Néos parle de la crise du TIS en laissant sous-entendre que le problème des roumains en Italie viendrait d’un nationalisme de droite (extrême). Il oublie soigneusement de vous dire qu’elle vient du chef du gouvernement italien Romano Prodi, qui souhaite renvoyer les roumains d’Italie. Il oublie soigneusement de vous dire que Romano Prodi a été le Président de la Commission Européenne pendant les années où justement l’UE a mis en place l’élargissement et ce « brassage » des populations qui lui semble si cher. A l’époque, Romano Prodi a été incapable d’apréhender les conséquences désastreuses de ces politiques pour son propre pays. C’est cependant à ce genre de personnages que Néos nous invite maintenant à confier nos destinées.

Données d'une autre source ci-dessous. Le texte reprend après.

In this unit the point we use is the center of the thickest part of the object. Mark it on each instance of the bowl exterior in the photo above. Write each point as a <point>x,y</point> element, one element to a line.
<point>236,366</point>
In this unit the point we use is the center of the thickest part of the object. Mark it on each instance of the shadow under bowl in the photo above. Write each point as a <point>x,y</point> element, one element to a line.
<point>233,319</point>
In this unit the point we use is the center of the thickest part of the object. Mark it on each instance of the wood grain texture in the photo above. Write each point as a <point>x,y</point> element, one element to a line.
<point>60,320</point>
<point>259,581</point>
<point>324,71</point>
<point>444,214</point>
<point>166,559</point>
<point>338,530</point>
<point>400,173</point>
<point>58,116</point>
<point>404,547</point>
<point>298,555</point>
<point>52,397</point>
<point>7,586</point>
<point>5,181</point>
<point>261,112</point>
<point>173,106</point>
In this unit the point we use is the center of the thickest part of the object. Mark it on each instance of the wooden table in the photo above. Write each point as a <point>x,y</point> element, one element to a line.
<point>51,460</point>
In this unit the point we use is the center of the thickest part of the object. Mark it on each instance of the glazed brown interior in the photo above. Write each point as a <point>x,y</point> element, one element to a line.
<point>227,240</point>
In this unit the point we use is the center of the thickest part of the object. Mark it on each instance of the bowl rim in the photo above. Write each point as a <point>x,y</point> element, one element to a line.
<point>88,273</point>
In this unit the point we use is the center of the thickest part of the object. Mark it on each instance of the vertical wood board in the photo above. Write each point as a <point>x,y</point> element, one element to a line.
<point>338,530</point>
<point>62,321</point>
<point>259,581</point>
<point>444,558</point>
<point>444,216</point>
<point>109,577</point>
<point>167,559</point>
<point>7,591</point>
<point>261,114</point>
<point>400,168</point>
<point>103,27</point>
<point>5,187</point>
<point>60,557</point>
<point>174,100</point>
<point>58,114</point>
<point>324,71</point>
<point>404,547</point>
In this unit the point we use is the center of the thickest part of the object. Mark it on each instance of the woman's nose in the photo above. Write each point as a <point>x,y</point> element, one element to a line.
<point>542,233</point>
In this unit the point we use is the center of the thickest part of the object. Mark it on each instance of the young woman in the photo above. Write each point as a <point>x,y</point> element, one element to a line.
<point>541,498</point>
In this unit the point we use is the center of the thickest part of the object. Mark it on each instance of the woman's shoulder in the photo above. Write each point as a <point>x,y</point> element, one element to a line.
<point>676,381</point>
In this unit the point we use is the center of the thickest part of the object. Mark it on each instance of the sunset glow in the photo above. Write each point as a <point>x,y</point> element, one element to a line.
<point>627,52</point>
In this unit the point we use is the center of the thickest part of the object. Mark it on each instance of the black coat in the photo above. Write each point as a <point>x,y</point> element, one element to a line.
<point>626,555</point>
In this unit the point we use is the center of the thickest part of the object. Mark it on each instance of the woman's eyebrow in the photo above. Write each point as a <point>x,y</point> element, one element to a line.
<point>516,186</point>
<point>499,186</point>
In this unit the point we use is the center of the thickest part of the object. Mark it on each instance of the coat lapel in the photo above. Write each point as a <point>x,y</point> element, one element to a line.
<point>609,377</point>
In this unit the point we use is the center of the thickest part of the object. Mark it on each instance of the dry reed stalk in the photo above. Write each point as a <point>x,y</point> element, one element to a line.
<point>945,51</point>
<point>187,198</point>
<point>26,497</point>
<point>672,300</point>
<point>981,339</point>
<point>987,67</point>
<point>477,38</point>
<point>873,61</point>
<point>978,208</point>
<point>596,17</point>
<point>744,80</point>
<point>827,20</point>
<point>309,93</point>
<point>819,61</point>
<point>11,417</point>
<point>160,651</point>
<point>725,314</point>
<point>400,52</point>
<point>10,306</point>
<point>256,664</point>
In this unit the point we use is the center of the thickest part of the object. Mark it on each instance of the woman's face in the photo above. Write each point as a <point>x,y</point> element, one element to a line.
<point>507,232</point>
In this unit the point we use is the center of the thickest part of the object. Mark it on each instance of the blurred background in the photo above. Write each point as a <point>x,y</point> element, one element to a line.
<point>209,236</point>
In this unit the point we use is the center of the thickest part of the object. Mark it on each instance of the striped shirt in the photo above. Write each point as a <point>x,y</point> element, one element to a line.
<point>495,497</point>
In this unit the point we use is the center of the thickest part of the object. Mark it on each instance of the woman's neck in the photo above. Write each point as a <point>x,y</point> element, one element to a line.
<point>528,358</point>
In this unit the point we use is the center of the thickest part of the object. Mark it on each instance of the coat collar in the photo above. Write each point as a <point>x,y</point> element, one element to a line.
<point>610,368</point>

Ouvrons les yeux et ne suivons pas ce joueur de flûteau qui nous conduit à la falaise.
Dans l’histoire, le terme race a souvent recouvert celui de peuple. Il est vrai que l’isolement géographique des populations conduisait à des différentiations physiques reconnaissables. J’ai cité la race béarnaise et la race bretonne ce qui a fait sourire Masuyer, mais à l’époque on reconnaisait tout de suite dans la foule bretonne, un piéton qui venait du béarn.
Les races évoluent au cours du temps. Masuyer nous cite la pie normande et la blonde d’aquitaine, toutes issues de l’auroch originel. En dehors des trois groupes noir, blanc et jaune il y a une infinité de subdivisions qu’apprécient ceux qui en font partie. N’allez pas dire à un peul qu’il est de la même race qu’un pygmée, ce serait l’offenser. Pourtant de loin tous les deux sont noirs. Le racisme existe entre les noirs, les moins noirs appelant nègre les plus noirs qu’eux.
La race est un facteur de reconnaissance, d’appartenance au groupe. L’important est que chacun soit fier d’appartenir à sa race. Nier leur existence c’est nier une bonne partie de la nature humaine. Cela fait preuve du totalitarisme nauséabond qui a mis à mort des millions d’hommes en Europe de l’Est sur l’autel de l’homme nouveau.
On remarquera d’ailleurs que les anti-racistes ne sont que des anti-race blanche. Pour eux il est interdit aux blancs de se reconnaître ou de se donner la priorité. Par contre il est tout à fait normal à leur yeux que les autres groupes s’associent entre eux et rejettent le blanc sans ménage. C’est une sorte de masochisme intellectuel auquel la gauche nous a malheureusent habitué depuis 40 ans.